Jejak Terkini

Soal Polemik Bandara, Ini Kata Gubernur NTB

BERSAMA TOKOH: Gubernur NTB, H Zulkifliemansyah bersama para tokoh NU-NW dalam silaturrahmi dan doa bersama di Mapolda NTB.

MATARAM
--Kisruh penamaan Bandara Internasional Lombok (BIL) berimbas pada kondusivitas keamanan di daerah.
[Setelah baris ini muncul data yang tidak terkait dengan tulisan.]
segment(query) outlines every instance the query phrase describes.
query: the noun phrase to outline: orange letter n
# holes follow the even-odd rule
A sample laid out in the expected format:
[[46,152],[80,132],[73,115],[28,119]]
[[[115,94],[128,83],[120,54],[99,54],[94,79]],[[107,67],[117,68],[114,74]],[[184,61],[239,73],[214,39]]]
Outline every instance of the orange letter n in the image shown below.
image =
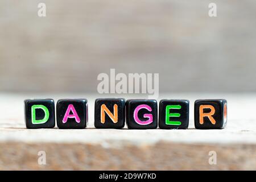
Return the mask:
[[[204,113],[204,109],[210,109],[210,111],[209,113]],[[199,123],[201,125],[204,123],[204,117],[207,117],[210,120],[210,122],[213,125],[215,125],[216,121],[213,118],[212,115],[215,113],[215,109],[214,107],[211,106],[210,105],[201,105],[199,107]]]
[[117,120],[118,119],[117,114],[117,105],[114,105],[114,115],[111,113],[108,107],[105,104],[102,104],[101,107],[101,123],[105,123],[105,112],[106,112],[110,118],[111,120],[114,123],[117,123]]

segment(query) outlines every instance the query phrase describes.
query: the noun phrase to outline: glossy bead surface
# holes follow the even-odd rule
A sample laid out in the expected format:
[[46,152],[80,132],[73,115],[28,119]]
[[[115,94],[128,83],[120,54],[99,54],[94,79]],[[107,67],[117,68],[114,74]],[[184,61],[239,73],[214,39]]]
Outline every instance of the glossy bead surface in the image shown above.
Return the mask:
[[154,100],[129,100],[126,102],[126,123],[130,129],[158,127],[158,104]]
[[56,114],[57,125],[59,129],[84,129],[88,121],[87,100],[60,100],[57,102]]
[[94,126],[97,129],[121,129],[125,124],[124,98],[95,100]]
[[227,102],[224,99],[195,102],[195,126],[197,129],[222,129],[227,123]]
[[24,104],[27,128],[47,129],[55,126],[53,100],[26,100]]
[[187,129],[189,118],[188,100],[162,100],[159,102],[159,126],[162,129]]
Tak pelak, kondisi ini mengundang keprihatinan khalayak.

Terhadap kisruh ini Gubernur NTB, H Zulkifliemansyah meminta semua pihak bisa bersama-sama menjaga keamanan dan kondusivitas. Dengan kesadaran kolektif dan kekompakan seluruh pihak, kegaduhan dapat diatasi.

“Kita dianjurkan untuk menjauhi prasangka. Tetapi dunia sudah beda. Adanya sosial media membuat informasi yang tidak simetris ada dimana-mana," ungkapnya, Rabu (6/12).

Lontaran ini disampaikan di hadapan tokoh Nahdlatul Ulama (NU) dan Nahdlatul Wathan (NW) dalam silaturrahmi dan doa bersama yang diinisiasi Polda NTB.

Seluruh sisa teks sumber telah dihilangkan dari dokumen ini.